Lo scrittore ungherese Sàndor Marai (Foto Wikipedia)

Le scrittrici dell'identità ungherese sono tutte apolidi, mica sovraniste

Simonetta Sciandivasci

Szabó, Heller, Kristóf. Letture per capire Orbán a Milano

Roma. “Vorremmo che l’Ungheria rimanesse un paese ungherese”, era scritto nella presentazione del pacchetto Stop Soros, il piano anti-immigrazione del governo di Victor Orbán, approvato dal parlamento di Budapest a giugno scorso. Tuttavia, nell’essere ungherese esiste (ce l’ha messo la storia) un sentimento fortissimo di frammentazione, ed è cosa che, furbescamente, il sovranismo del “talismano della destra mainstream europea” – così Politico definiva, nel 2015, il premier magiaro – tralascia e scavalca, illudendosi così di poterlo cancellare.

 

“Sono donna, ungherese, ebrea, americana, filosofa: sono oberata da troppe identità”, scriveva di sé la filosofa Ágnes Heller (Budapest, classe 1929 – e avreste dovuto vedere con che piglio e tempra di ragazza combattente, qualche mese fa, discuteva di Europa, a Roma). Lo scriveva negli anni Cinquanta, il decennio nel quale a Magda Szabó, una delle scrittrici ungheresi più amate, il regime comunista ritirò premi e impedì di pubblicare. Non si trattò, naturalmente, di un caso isolato: il trattamento fu riservato a molti altri intellettuali.

 

Sándor Márai, che nacque in una parte d’Ungheria oggi slovacca, per evitare le persecuzioni dello stesso regime scappò prima in Svizzera e poi negli Stati Uniti. Esule in Svizzera, su insistenza del primo marito che temeva di finire arrestato dai sovietici, ci finì anche Agota Kristòf, la scrittrice “dell’esilio”, l’apolide “dell’erranza”, che a casa non riuscì a tornare né a sentircisi mai più, da nessuna parte.

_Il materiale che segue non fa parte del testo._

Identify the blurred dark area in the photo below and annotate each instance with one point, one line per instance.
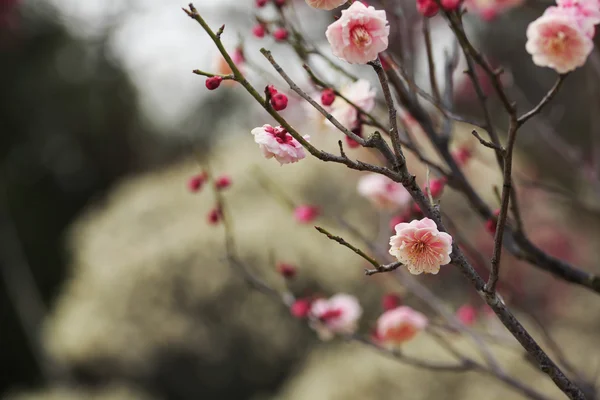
(70, 126)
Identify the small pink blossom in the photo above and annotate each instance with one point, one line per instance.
(466, 314)
(399, 325)
(278, 143)
(556, 40)
(336, 315)
(420, 246)
(383, 192)
(306, 214)
(301, 308)
(586, 12)
(326, 4)
(359, 35)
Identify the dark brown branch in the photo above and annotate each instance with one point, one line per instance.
(545, 100)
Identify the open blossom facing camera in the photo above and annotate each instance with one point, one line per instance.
(557, 40)
(399, 325)
(325, 4)
(383, 192)
(278, 143)
(337, 315)
(359, 35)
(420, 246)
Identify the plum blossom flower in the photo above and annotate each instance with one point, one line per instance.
(359, 35)
(556, 40)
(337, 315)
(278, 143)
(383, 192)
(587, 12)
(325, 4)
(420, 246)
(399, 325)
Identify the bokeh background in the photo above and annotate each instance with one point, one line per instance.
(113, 283)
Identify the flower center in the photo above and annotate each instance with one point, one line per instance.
(557, 43)
(330, 314)
(281, 135)
(419, 247)
(360, 36)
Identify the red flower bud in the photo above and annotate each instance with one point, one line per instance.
(213, 82)
(280, 34)
(222, 182)
(279, 101)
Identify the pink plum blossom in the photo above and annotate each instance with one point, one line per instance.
(383, 192)
(557, 41)
(325, 4)
(587, 12)
(278, 143)
(399, 325)
(359, 35)
(420, 246)
(337, 315)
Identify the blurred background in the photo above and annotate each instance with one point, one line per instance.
(113, 284)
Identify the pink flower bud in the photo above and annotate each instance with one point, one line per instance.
(280, 34)
(279, 101)
(272, 90)
(450, 5)
(390, 301)
(259, 31)
(327, 97)
(466, 314)
(301, 308)
(196, 182)
(305, 213)
(427, 8)
(222, 182)
(213, 82)
(286, 270)
(214, 216)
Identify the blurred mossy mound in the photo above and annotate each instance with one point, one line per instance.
(152, 302)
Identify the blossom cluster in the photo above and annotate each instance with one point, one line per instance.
(561, 38)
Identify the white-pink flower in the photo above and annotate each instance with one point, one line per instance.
(420, 246)
(361, 94)
(556, 40)
(383, 192)
(326, 4)
(337, 315)
(277, 142)
(399, 325)
(359, 35)
(587, 12)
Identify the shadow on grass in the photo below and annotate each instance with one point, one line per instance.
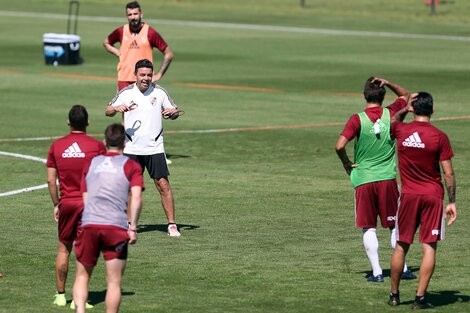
(443, 298)
(176, 156)
(164, 227)
(95, 297)
(446, 297)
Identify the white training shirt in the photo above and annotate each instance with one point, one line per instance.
(143, 122)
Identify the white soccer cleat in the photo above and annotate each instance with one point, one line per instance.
(173, 231)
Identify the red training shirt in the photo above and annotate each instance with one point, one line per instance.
(421, 146)
(154, 38)
(68, 155)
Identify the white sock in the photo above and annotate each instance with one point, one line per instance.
(393, 241)
(371, 244)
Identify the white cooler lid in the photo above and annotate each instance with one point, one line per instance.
(60, 38)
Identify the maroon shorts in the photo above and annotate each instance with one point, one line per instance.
(123, 84)
(377, 198)
(425, 211)
(70, 219)
(92, 239)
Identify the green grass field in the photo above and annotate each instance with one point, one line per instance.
(265, 209)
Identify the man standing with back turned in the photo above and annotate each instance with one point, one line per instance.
(373, 173)
(143, 105)
(421, 147)
(65, 161)
(108, 181)
(136, 42)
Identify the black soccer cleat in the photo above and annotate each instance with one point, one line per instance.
(394, 300)
(421, 305)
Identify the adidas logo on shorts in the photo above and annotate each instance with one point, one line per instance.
(73, 151)
(413, 141)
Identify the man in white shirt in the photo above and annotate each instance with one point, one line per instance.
(143, 105)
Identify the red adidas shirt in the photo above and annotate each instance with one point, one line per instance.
(421, 146)
(68, 155)
(352, 128)
(154, 38)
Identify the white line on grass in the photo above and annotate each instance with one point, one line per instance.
(322, 31)
(27, 157)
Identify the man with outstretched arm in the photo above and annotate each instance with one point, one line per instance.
(422, 150)
(373, 173)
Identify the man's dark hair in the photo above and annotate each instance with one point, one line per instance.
(373, 93)
(133, 5)
(423, 105)
(78, 117)
(115, 136)
(143, 63)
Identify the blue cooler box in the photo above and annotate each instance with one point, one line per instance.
(62, 49)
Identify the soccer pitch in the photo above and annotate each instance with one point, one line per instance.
(264, 206)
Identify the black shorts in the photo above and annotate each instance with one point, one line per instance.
(154, 163)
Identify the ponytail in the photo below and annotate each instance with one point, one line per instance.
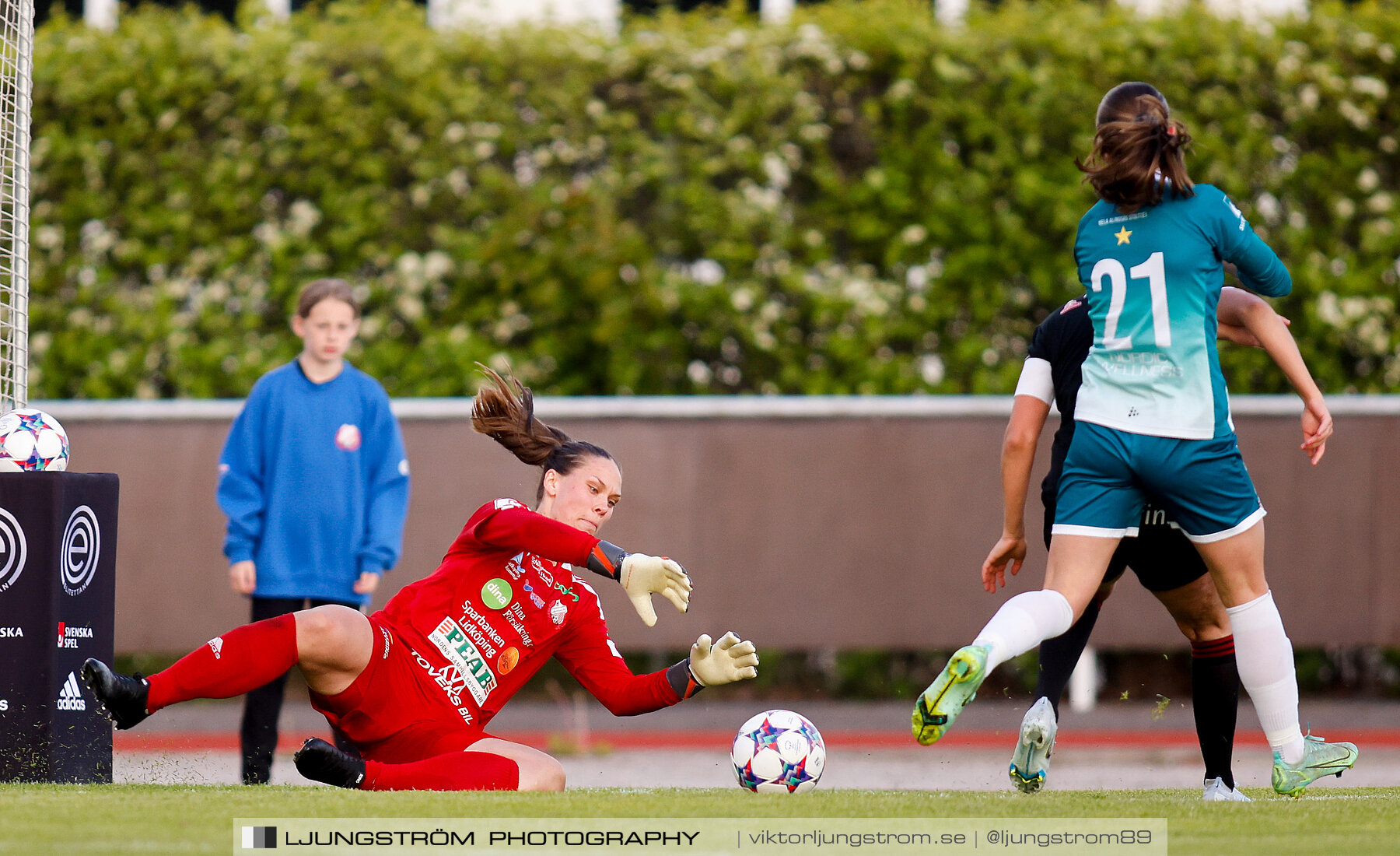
(504, 411)
(1139, 150)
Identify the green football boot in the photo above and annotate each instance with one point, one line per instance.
(1319, 760)
(940, 705)
(1031, 763)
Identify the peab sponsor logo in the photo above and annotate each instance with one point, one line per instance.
(13, 549)
(70, 635)
(70, 698)
(450, 639)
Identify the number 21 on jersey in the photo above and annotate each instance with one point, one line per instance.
(1154, 271)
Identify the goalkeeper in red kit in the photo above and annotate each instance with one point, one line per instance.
(415, 684)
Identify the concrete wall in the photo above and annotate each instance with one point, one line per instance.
(805, 523)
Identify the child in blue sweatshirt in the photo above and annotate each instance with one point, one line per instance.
(315, 484)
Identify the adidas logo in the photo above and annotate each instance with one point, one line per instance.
(70, 698)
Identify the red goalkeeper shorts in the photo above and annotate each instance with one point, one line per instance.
(401, 708)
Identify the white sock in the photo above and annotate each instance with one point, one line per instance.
(1265, 658)
(1024, 623)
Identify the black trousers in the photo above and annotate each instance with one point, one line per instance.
(262, 707)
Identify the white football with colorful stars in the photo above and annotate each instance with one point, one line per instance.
(779, 751)
(31, 440)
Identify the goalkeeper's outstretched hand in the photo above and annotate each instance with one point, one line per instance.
(726, 661)
(643, 576)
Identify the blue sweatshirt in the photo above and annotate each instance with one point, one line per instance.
(315, 484)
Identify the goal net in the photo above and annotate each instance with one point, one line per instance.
(16, 101)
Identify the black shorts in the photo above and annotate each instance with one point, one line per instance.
(1161, 555)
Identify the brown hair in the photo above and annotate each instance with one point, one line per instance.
(1139, 149)
(504, 411)
(325, 289)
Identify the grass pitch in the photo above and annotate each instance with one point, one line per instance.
(170, 819)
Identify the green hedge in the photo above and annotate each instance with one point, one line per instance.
(859, 202)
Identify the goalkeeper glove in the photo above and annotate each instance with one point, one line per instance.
(643, 576)
(726, 661)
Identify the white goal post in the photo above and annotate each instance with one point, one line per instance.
(16, 101)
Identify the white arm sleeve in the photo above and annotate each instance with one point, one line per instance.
(1035, 380)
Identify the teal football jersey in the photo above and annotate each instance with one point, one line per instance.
(1154, 280)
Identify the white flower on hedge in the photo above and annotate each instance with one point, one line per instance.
(931, 369)
(48, 237)
(1370, 86)
(707, 272)
(96, 237)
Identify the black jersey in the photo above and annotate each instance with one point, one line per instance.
(1063, 339)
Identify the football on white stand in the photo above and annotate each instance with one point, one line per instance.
(31, 440)
(779, 751)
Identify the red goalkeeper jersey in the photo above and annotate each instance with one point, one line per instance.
(503, 602)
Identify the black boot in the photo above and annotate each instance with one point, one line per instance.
(320, 761)
(122, 700)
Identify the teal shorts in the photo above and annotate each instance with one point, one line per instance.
(1109, 475)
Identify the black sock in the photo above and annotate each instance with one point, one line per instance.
(1216, 701)
(1060, 654)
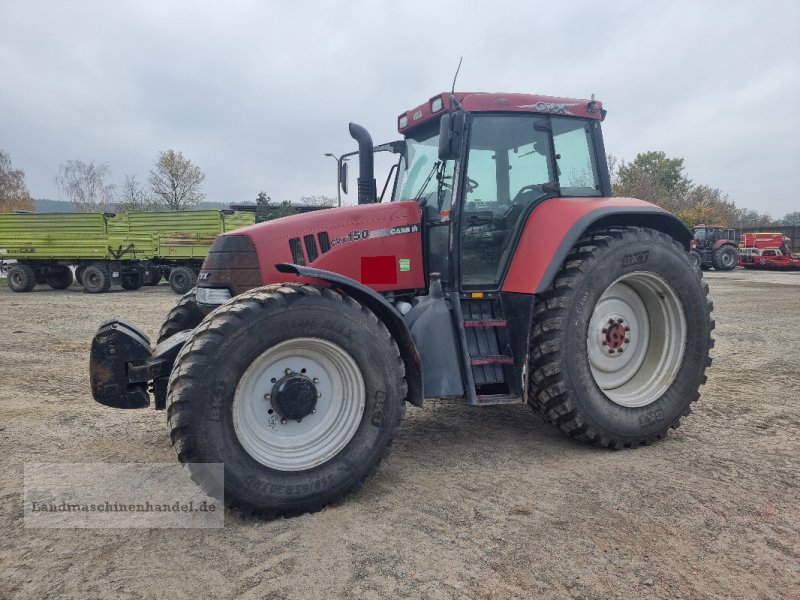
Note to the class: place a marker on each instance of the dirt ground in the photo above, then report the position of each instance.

In una delle sue ultime interviste, Kristòf confessò di provare fastidio nel leggere le traduzioni dei suoi libri in ungherese (dopo la fuga, scrisse solo in francese) e, addirittura, che quando sua figlia la obbligava a parlare in ungherese al suo nipotino, lei temeva di allontanarlo da sé.

 

Torniamo a Szabó, che dall’Ungheria non scappò, e per anni si accontentò di fare l’insegnante e ficcare i romanzi nel cassetto e finì per rimproverarselo: “Sono rimasta un’osservatrice coi sensi di colpa”, scrisse nella prefazione di “Abigail”. È di Szabó il romanzo che spiega e sviscera la ragione di questo sradicamento, mostrandone la profondità – che arriva molto più giù del regime comunista e del trauma che rappresentò per la vita intellettuale del paese. “Per Elisa”, il suo ultimo lavoro, un’autobiografia romanzata che pubblicò nel 2002, ottantacinquenne, è la storia della sua infanzia e, insieme, del suo paese, del farsi nuovo di quell’identità frammentata che, oggi, il sovranismo scorda o – chissà – vuole strambamente rimborsare.

 

Il romanzo comincia nel 1920, nell’Ungheria post Trianon, il trattato con cui i paesi vincitori della Prima guerra mondiale si spartirono l’impero austro-ungarico, mutilandolo. Da 19 milioni, i cittadini ungheresi divennero 7. Le città si riempirono di profughi: ungheresi che, di colpo, tali non erano più. Molti di loro, in fughe affrettate e confuse, persero la vita o smarrirono le proprie famiglie. Così, le città si riempirono anche di orfani. “Da oggi lei è tua sorella” dicono il padre e la madre a Magdolna, la protagonista di “Per Elisa”, mettendole davanti Cecilia, una bambina terrorizzata e “primitiva”, e lei sbatte i piedi, viziata com’è, arrogante figlia unica che prima di andare a scuola già parla in latino con suo padre e insulta lo zio che le regala le bambole perché non sa cosa farsene.

 

Parecchio dopo, imparando ad amare quella bambina che incarna l’Ungheria fratturata per sempre, il paese che sa che dovrà sopportare per sempre di sentirsi estraneo ed espropriato in casa propria, Magdolna capirà che quell’adozione era stata “un atto di giustizia conciliatorio non del futuro, ma del passato”. “Per Elisa” è il romanzo di un paese intero che a un certo punto è costretto a dirsi: noi non potremo tornare noi, per questo ci scopriremo nel profugo, nell’orfano del Trianon che differisce da noi per colpa di una spartizione arbitraria. La consapevolezza di quella spartizione non è finita al governo, però è rimasta nei libri. L’anno scorso è stata una piccola casa editrice milanese-ungherese, Anfora edizioni, a ripubblicare “Per Elisa”. A proposito di Orbán a Milano.